Causal Record Linkage

Overview

Linked data sets present a valuable resource for causal inference by granting access to broader sets of variables across wider populations and extended time periods. Through record linkage, researchers can control for confounding and investigate long-term outcomes. However, understanding when and how causal inference can be performed on linked data remains an overlooked problem

In this project we examine how record linkage conflicts with the assumptions required for identifying causal effects. Our investigation reveals that linkage errors result in inconsistencies and alter exchangeability in the causal framework, leading to attenuation and opposite contribution biases in the inference. In attempting to address these biases by being more stringent on the linkage, positivity is curtailed and sampling bias inadvertently emerges.

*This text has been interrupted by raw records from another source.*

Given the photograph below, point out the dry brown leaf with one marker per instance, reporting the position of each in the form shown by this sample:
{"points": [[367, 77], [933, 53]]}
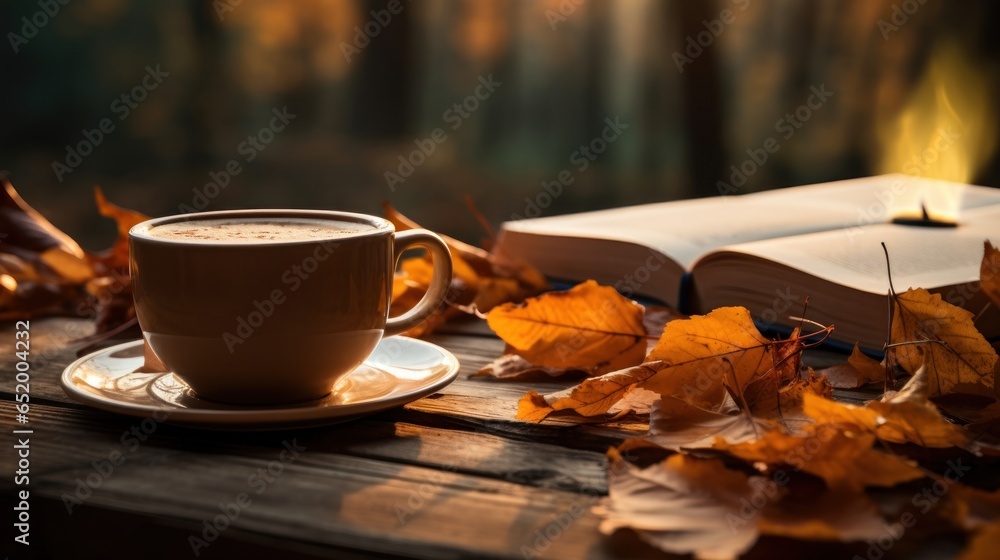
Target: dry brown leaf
{"points": [[54, 256], [989, 272], [831, 515], [115, 258], [510, 366], [675, 424], [592, 397], [683, 505], [589, 327], [637, 402], [702, 354], [958, 360], [686, 505], [859, 370], [844, 460]]}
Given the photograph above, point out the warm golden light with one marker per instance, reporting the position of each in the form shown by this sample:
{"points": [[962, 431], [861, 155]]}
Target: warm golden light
{"points": [[944, 131], [8, 282]]}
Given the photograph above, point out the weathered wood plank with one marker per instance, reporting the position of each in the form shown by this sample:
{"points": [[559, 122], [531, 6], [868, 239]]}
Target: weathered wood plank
{"points": [[380, 438], [475, 400], [322, 497]]}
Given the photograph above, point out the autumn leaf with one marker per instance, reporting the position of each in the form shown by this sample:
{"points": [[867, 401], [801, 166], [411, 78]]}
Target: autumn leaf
{"points": [[592, 397], [905, 417], [859, 370], [701, 355], [35, 241], [511, 366], [115, 258], [686, 505], [675, 424], [830, 515], [683, 505], [989, 272], [957, 357], [588, 327], [844, 460]]}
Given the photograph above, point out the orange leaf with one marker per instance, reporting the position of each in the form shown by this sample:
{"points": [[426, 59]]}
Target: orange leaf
{"points": [[35, 241], [592, 397], [844, 460], [686, 505], [958, 358], [675, 424], [989, 272], [683, 505], [700, 354], [115, 258], [858, 371], [589, 327], [512, 366]]}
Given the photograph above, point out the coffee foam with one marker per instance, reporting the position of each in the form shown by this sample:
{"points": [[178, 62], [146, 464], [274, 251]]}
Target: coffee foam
{"points": [[255, 230]]}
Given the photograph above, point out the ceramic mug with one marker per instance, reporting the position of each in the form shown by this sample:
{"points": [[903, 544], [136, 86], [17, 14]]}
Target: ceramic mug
{"points": [[272, 320]]}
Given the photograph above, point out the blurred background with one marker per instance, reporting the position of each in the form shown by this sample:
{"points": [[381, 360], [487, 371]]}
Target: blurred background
{"points": [[340, 104]]}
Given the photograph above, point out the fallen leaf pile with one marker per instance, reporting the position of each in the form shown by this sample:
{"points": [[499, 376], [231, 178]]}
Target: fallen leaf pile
{"points": [[44, 272], [742, 444]]}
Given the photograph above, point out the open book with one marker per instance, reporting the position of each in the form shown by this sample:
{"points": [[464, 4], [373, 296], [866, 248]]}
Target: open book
{"points": [[768, 251]]}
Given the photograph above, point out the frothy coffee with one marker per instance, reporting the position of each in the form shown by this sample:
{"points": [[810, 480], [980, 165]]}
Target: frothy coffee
{"points": [[250, 230]]}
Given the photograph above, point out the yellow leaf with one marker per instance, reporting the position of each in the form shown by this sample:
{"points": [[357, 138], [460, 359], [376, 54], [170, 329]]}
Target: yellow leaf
{"points": [[700, 356], [989, 272], [958, 359], [844, 460], [703, 353], [683, 505], [589, 327]]}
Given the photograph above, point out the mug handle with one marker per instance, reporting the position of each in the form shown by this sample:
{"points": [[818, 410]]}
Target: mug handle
{"points": [[440, 282]]}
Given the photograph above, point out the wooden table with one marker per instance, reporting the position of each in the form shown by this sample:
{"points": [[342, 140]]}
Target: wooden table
{"points": [[452, 475]]}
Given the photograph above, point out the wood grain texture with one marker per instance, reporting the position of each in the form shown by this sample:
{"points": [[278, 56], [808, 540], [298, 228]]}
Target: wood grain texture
{"points": [[452, 475], [386, 488]]}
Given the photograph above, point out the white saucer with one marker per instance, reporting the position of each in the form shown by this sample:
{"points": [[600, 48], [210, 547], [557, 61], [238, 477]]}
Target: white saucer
{"points": [[400, 370]]}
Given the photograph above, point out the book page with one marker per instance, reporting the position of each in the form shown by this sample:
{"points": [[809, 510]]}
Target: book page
{"points": [[920, 257], [686, 230]]}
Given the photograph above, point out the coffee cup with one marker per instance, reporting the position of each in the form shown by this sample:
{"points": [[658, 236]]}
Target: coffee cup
{"points": [[272, 306]]}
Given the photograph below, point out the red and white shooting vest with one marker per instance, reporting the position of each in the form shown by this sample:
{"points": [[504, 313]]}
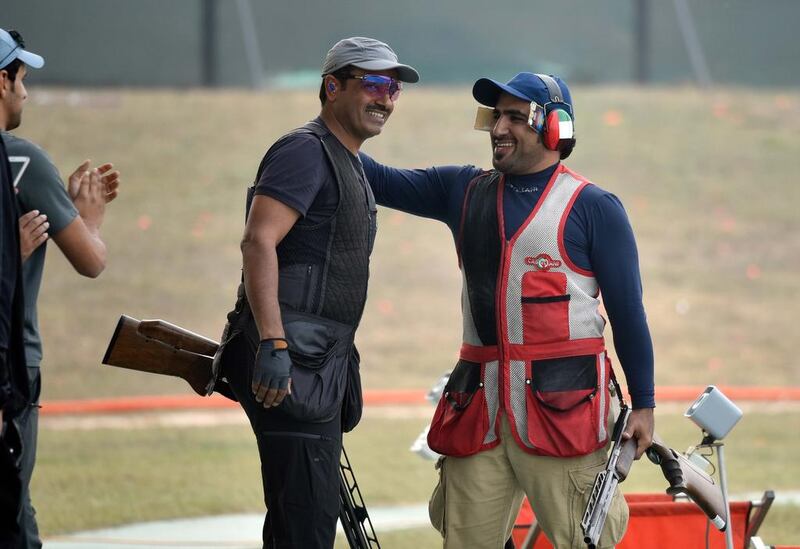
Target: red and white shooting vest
{"points": [[533, 345]]}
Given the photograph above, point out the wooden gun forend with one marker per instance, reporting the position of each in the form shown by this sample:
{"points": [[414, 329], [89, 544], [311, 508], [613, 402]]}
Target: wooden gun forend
{"points": [[626, 456], [686, 478]]}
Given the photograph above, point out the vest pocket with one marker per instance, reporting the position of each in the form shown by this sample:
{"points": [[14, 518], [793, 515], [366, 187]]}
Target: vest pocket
{"points": [[545, 307], [320, 350], [297, 285], [461, 419], [563, 405]]}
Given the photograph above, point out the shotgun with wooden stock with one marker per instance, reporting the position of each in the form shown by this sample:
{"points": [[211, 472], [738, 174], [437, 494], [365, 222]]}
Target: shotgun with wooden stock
{"points": [[686, 478], [158, 347], [605, 483]]}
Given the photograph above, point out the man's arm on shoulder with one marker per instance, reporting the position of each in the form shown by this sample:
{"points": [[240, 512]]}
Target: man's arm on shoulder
{"points": [[615, 262], [436, 193], [268, 223]]}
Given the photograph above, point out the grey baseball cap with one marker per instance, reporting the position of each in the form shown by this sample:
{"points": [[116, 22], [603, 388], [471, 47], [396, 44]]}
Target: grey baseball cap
{"points": [[368, 54], [10, 49]]}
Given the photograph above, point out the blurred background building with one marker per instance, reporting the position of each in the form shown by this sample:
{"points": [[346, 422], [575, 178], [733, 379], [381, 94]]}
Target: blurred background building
{"points": [[278, 43]]}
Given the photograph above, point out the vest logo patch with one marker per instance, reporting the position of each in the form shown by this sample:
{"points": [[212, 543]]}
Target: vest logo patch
{"points": [[543, 262]]}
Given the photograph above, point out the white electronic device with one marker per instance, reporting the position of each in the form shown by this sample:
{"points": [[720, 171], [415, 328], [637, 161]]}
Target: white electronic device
{"points": [[714, 413]]}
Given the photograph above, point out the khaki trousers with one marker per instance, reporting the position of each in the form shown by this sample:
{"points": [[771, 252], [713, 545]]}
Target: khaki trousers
{"points": [[478, 497]]}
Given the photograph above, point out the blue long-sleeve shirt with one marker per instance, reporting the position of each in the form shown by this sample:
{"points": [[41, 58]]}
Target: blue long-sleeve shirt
{"points": [[598, 237]]}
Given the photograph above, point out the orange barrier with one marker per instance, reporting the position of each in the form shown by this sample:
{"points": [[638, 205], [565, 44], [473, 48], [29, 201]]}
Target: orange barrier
{"points": [[657, 521], [374, 397]]}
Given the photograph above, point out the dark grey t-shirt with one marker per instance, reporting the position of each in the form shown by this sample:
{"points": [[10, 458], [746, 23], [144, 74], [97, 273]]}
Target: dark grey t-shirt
{"points": [[40, 188]]}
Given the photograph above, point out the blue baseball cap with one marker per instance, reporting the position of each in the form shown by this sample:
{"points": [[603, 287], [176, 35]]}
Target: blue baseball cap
{"points": [[10, 49], [526, 86]]}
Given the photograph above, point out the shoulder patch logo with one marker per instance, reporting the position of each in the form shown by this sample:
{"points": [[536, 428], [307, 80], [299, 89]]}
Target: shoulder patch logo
{"points": [[543, 262]]}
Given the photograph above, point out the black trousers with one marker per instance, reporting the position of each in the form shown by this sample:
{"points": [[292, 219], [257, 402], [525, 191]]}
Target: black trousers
{"points": [[299, 463], [28, 424]]}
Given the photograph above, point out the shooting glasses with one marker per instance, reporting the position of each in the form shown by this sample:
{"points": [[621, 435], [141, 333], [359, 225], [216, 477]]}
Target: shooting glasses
{"points": [[377, 85], [485, 118]]}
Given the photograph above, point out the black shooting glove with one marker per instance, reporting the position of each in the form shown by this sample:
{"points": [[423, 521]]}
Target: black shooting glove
{"points": [[271, 371]]}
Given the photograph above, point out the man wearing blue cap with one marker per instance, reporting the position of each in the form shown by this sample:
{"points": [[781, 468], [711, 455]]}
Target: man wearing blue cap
{"points": [[528, 407], [14, 389], [287, 351], [72, 216]]}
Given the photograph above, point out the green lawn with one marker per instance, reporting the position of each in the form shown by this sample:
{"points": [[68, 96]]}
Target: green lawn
{"points": [[707, 179], [94, 478]]}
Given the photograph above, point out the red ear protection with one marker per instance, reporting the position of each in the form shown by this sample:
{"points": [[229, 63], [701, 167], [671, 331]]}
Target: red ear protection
{"points": [[557, 128], [558, 131]]}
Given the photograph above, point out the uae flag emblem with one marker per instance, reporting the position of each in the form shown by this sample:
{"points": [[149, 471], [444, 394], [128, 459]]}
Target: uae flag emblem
{"points": [[564, 124]]}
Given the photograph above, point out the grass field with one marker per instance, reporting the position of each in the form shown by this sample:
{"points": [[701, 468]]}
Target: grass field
{"points": [[707, 179], [94, 478]]}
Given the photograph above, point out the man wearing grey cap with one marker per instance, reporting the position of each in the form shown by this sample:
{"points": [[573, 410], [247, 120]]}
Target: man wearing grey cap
{"points": [[287, 351], [528, 407]]}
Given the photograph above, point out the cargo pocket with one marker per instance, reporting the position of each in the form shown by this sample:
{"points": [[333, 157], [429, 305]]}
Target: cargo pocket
{"points": [[581, 482], [545, 307], [353, 403], [562, 405], [461, 419], [320, 350]]}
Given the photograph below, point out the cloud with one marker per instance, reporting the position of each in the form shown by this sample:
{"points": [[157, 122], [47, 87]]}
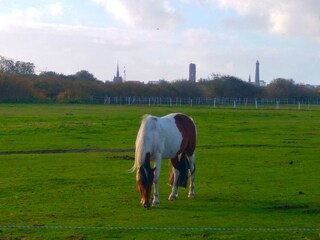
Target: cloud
{"points": [[294, 18], [15, 18], [56, 8], [149, 14]]}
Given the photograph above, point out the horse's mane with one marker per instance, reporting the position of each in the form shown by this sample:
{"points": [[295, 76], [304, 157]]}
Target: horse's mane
{"points": [[148, 123]]}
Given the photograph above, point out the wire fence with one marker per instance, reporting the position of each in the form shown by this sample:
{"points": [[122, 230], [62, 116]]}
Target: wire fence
{"points": [[222, 102]]}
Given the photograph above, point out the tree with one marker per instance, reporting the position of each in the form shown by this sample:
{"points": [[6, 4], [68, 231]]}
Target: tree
{"points": [[84, 75], [19, 67]]}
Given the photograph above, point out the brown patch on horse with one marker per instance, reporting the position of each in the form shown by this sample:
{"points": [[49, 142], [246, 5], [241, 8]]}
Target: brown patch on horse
{"points": [[188, 131], [188, 144]]}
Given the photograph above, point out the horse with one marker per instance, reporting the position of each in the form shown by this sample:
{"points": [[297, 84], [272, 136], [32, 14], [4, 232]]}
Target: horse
{"points": [[172, 136]]}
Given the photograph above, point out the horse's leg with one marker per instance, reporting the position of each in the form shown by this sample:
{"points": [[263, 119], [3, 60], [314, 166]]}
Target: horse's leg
{"points": [[192, 173], [157, 165], [174, 193]]}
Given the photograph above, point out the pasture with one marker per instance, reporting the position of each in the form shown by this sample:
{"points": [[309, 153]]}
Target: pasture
{"points": [[67, 166]]}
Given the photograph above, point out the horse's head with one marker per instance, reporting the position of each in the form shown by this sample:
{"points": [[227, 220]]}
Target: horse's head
{"points": [[145, 175]]}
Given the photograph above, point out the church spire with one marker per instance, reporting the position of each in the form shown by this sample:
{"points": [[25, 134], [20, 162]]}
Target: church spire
{"points": [[118, 70], [117, 77]]}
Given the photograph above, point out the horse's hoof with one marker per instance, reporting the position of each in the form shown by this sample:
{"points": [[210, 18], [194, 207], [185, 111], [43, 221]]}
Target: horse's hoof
{"points": [[146, 205], [191, 195], [172, 197], [155, 204]]}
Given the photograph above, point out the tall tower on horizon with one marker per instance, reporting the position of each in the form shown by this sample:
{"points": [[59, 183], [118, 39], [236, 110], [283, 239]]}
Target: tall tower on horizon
{"points": [[117, 78], [257, 76], [192, 72]]}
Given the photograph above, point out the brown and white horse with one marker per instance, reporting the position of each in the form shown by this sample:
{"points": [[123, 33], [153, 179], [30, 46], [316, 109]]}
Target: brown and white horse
{"points": [[172, 136]]}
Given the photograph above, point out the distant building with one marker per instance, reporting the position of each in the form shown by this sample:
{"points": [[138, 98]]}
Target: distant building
{"points": [[257, 76], [192, 72], [117, 78]]}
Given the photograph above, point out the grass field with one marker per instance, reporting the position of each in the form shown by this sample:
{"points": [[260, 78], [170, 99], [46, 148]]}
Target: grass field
{"points": [[67, 165]]}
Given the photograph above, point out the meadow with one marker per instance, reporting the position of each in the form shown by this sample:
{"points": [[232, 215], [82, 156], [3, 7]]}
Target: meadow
{"points": [[67, 166]]}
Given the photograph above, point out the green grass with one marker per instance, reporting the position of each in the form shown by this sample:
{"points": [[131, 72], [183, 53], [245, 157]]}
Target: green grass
{"points": [[255, 168]]}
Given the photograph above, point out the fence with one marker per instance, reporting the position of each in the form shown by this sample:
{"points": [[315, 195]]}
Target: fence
{"points": [[276, 103]]}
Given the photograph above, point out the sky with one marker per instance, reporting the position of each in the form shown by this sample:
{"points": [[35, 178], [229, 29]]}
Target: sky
{"points": [[158, 39]]}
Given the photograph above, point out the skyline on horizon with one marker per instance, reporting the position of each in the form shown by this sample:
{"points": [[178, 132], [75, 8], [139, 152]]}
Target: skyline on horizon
{"points": [[158, 39]]}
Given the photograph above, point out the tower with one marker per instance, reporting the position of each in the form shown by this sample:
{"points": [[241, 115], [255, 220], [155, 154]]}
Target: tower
{"points": [[257, 76], [192, 72], [117, 78]]}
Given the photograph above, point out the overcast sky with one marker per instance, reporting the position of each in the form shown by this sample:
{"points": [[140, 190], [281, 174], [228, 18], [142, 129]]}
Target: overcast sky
{"points": [[157, 39]]}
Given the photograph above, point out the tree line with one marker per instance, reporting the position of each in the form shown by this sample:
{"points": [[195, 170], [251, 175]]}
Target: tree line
{"points": [[19, 83]]}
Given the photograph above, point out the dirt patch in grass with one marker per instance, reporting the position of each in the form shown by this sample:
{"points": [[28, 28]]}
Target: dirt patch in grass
{"points": [[289, 207], [56, 151]]}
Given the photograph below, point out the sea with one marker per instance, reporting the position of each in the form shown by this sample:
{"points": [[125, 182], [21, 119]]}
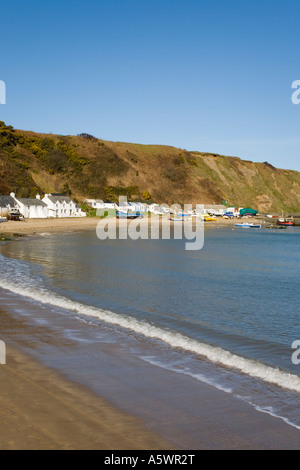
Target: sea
{"points": [[147, 323]]}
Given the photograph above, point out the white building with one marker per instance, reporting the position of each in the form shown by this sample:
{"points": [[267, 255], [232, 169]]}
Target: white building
{"points": [[94, 203], [62, 206], [7, 203], [31, 208]]}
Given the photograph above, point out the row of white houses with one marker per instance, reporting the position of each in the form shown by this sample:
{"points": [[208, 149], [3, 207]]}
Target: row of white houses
{"points": [[51, 206]]}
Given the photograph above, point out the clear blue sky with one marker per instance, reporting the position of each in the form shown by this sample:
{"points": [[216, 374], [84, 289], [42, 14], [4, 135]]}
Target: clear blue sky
{"points": [[201, 75]]}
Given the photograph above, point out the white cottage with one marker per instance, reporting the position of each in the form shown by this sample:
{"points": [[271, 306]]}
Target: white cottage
{"points": [[31, 208], [62, 206], [7, 203]]}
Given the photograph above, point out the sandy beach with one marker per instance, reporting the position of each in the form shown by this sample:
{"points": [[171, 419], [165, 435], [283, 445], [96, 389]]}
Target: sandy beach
{"points": [[51, 226], [41, 409]]}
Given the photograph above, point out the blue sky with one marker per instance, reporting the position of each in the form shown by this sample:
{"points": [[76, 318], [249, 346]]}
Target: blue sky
{"points": [[201, 75]]}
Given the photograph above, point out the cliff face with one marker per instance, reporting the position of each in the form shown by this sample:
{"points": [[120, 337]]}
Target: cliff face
{"points": [[92, 168]]}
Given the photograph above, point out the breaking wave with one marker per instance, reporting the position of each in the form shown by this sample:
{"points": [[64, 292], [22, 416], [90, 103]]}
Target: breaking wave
{"points": [[174, 339]]}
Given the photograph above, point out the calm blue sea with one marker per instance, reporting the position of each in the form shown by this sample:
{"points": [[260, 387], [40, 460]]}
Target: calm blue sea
{"points": [[225, 315]]}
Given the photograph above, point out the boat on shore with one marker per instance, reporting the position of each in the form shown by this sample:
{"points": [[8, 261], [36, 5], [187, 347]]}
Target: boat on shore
{"points": [[286, 221], [128, 215], [245, 225]]}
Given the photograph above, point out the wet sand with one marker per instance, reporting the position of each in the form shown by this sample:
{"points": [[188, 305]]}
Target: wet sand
{"points": [[49, 226], [40, 409]]}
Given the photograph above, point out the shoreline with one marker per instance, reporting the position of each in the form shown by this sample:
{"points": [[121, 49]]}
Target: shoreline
{"points": [[56, 226], [34, 415]]}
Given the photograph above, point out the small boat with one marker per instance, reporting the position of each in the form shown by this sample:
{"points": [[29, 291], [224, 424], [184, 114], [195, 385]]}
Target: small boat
{"points": [[14, 214], [245, 225], [128, 215], [285, 221]]}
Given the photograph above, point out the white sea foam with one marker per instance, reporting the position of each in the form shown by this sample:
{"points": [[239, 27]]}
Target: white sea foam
{"points": [[176, 340]]}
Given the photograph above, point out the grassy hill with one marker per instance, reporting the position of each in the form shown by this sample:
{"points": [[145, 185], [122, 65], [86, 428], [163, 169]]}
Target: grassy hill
{"points": [[87, 167]]}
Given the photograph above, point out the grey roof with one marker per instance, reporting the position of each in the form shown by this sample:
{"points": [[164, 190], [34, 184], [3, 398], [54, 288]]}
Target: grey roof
{"points": [[7, 201], [60, 199], [31, 202]]}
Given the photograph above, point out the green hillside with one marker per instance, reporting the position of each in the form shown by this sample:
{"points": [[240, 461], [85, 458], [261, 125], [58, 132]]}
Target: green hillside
{"points": [[86, 167]]}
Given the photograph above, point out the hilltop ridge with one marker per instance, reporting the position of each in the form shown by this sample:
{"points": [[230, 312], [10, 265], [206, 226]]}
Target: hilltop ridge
{"points": [[88, 167]]}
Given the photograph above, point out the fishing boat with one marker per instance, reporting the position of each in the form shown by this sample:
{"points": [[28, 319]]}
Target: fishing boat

We demonstrate how to generalise the effect estimated on rigorously linked data and discuss how linkage decisions should be informed accordingly. Importantly, we identify when existing and novel solutions support valid causal inference on linked data and when inference should be treated with caution or even abandoned. We propose strategies to report on the estimated effect uncertainty and we illustrate the challenges raised and the potential solutions using a simulation study and real data from a Study on Women’s Health.

Article

In this project, we explore the impact of data linkage on the conditions necessary for identification of a causal effect. A trade-off arises: between the bias resulting from linkage errors and the bias resulting from the selection process induced by rigour in the linked data. We provide solutions using generalisability methods to estimate the causal effect on atypical records linked through RL.


Technical details

Causal Inference can only be performed on reliably linked data, otherwise identification cannot be supported. The process by which pairs of records are linked induces a selection of atypical profiles which are not representative of the initial population targeted by causal inference.


Selection diagram depicting differences between source population contained in the data and reliably linked population obtained with RL. The selection process $S$ is made on the PIVs included in $\boldsymbol{X}$.


Therefore, in order to estimate a causal effect from linked data, one has to rely on S-recoverability and G-methods. The main issue with Causal Record Linkage concerns positivity, but it can be waived if one is willing to rely on parametric extrapolation via outcome modelling.